TMU comparison on R600 vs G80

dunno99

Member
Jul 15, 2005
145
0
0
Note that I'm not trying to bash either architectures here, and I may have no clue what I'm talking about (since I don't have any hard information on hand). I merely want to do a comparison of the texture system for both architectures.

So if the information on the R600's TMUs are correct (I know, I know, it's Fudzilla...), then here's a simple calculation:

Assuming we have a shader program that all it does is fetch textures [1], that these textures are 32-bits, and the TMUs can have infinite outstanding transactions (which actually isn't too much of a problem even if it wasn't infinite...it just needs some sort of minimum number of outstanding transations) then we have:

(for the sake of simplifying the calculations, we're going ignore the differences between 1000 and 1024 for memory bases)

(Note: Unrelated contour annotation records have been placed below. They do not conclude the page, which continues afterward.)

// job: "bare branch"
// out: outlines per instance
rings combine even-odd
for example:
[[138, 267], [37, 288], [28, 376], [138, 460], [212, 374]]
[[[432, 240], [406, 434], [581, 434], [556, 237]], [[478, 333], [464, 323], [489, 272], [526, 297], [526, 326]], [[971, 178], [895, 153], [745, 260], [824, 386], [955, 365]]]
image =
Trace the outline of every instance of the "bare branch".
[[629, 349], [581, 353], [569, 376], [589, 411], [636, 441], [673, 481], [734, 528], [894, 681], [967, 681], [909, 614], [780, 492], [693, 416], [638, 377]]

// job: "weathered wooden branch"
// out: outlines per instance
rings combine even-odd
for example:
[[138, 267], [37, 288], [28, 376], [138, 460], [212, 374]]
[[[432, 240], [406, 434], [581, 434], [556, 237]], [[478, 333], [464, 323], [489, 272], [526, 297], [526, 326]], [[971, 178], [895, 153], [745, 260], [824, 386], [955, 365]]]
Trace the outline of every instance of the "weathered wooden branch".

R600XT: 757 MHz * 512 bits (ring bus) = 387.6 Gbits/s = 48.4 GB/s (remember we're using the core frequency, since this is the TMU, not the actual memory).

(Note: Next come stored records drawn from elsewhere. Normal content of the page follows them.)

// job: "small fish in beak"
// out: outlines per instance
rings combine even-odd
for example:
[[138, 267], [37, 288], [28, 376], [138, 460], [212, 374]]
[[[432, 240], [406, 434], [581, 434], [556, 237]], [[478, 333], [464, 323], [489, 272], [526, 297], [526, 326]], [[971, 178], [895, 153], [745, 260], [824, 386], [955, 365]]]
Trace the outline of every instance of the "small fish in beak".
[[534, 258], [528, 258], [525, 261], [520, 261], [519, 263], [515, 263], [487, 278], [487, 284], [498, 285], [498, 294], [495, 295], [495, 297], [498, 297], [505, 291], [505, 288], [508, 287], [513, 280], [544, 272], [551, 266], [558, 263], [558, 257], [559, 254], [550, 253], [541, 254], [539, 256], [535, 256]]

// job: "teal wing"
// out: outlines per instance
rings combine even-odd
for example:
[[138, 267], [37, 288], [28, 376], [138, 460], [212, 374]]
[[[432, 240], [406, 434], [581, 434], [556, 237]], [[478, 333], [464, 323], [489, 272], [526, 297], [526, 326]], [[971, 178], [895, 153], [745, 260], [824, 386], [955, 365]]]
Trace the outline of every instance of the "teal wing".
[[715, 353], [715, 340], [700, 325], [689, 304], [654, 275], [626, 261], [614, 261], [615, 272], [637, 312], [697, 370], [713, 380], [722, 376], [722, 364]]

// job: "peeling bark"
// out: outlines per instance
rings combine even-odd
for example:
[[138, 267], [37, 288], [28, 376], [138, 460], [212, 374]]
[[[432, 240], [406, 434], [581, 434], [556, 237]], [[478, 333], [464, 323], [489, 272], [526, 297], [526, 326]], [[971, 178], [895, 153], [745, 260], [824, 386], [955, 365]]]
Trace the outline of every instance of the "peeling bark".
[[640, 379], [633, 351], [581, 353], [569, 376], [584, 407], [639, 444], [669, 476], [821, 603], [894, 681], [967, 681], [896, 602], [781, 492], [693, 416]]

G80GTX: 1350 MHz * 256 bits (32 TMUs * 8 bits [2] per TMU) = 345.6 Gbits/s = 43.2 GB/s.

From initial inspection, we see that the R600XT has superior memory bandwidth (although significantly lower than what's offered by the memory itself). However, note that most opaque polygons only use 3 of the 4 components, thus lowering the R600's effective memory bandwidth to 36.3 GB/s, or 12.1 Gsamples/s. Furthermore, if the textures are FP16 or FP32, the effective number of samples decreases by 50% or 75%, respectively (6.05 Gsamples/s or 3.025 Gsamples/s, respectively).

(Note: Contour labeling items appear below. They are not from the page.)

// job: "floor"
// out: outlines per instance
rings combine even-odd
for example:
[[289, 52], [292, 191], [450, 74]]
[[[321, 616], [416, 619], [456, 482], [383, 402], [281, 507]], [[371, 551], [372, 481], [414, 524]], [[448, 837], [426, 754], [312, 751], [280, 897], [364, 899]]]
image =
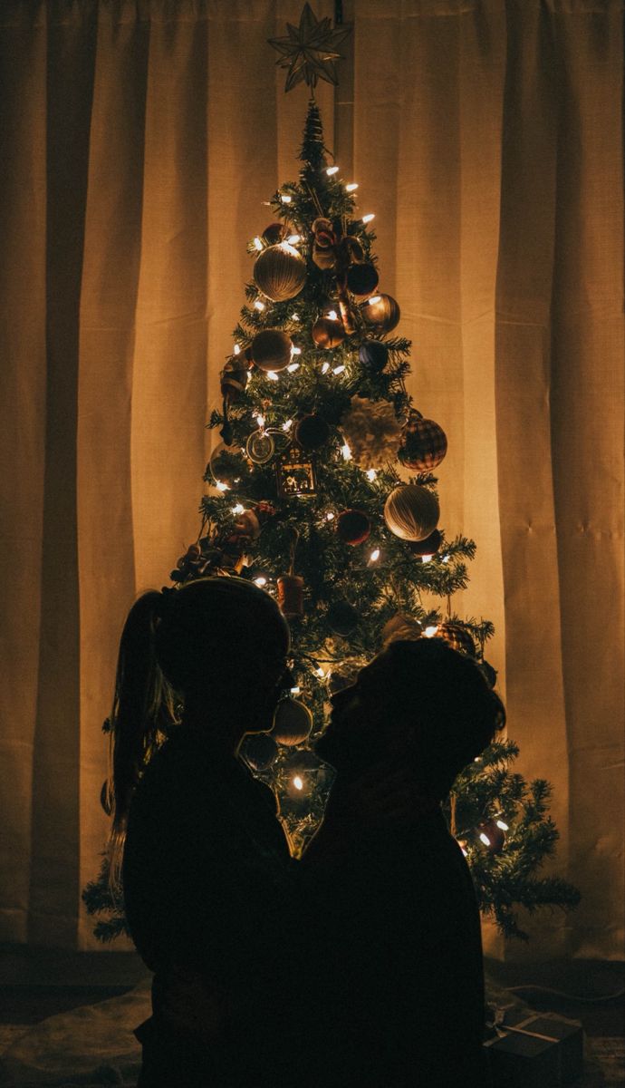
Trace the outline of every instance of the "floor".
[[[625, 1088], [625, 965], [507, 965], [487, 977], [537, 1011], [579, 1019], [591, 1055], [584, 1088]], [[33, 1024], [127, 992], [147, 977], [129, 952], [64, 952], [0, 945], [0, 1053]]]

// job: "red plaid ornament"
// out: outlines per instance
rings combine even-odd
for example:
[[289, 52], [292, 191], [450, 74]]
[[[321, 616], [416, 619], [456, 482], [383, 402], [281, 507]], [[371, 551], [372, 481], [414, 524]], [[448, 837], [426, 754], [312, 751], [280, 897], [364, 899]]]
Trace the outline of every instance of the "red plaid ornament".
[[446, 453], [447, 435], [442, 428], [412, 409], [397, 455], [401, 463], [409, 469], [428, 472], [440, 465]]

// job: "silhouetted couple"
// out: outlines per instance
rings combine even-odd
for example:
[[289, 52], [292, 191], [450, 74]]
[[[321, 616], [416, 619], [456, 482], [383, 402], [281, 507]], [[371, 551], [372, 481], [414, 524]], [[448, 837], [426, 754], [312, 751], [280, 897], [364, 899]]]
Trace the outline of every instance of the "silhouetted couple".
[[271, 729], [288, 650], [273, 598], [235, 578], [145, 594], [126, 621], [112, 873], [123, 850], [154, 972], [139, 1085], [484, 1088], [479, 916], [440, 801], [503, 707], [441, 640], [391, 643], [333, 697], [317, 753], [337, 778], [297, 862], [237, 757]]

However, on the G80, barring architectural limitations the public doesn't know about, it can use the full 43.2 GB/s bandwidth without any wastage, due to its scalar nature. And if my suspicion for [2] is correct, then that would mean the number of texture samples per second remains the same for FP16, or even FP32, on the G80 (this assumes that the memory crossbar is fast enough or fat enough to pump through the data back to the TMUs). In other words, there may be no significant cost overhead to using FP16 on the G80 architecture.

This may also explain why the R600 is rumored to be unresponsive to memory overclocks -- since it's not bandwidth bound. (Although the higher frequencies helps with memory latencies, which may be why overclocking results in a tad of speedup)

The only saving grace is if the R600's ring bus architecture is fully duplexed/bidirectional, then assuming that the Ring Stops are smart enough to decouple the data to send down both rings, the R600's theoretical bandwidth usage can go up to 96.9GB/s. But if I assume this, I may also need to assume that the G80 architecture supports 16-bit TMUs or bidirectionality.

If anyone sees any problems with my simple analysis, or knows that I have factual errors (and please point me to the proper white paperes or documentation), please don't hesitate to speak up. Thanks!

Footnotes:

[1] I'm assuming that caching is not an issue here, since it applies equally to both architectures.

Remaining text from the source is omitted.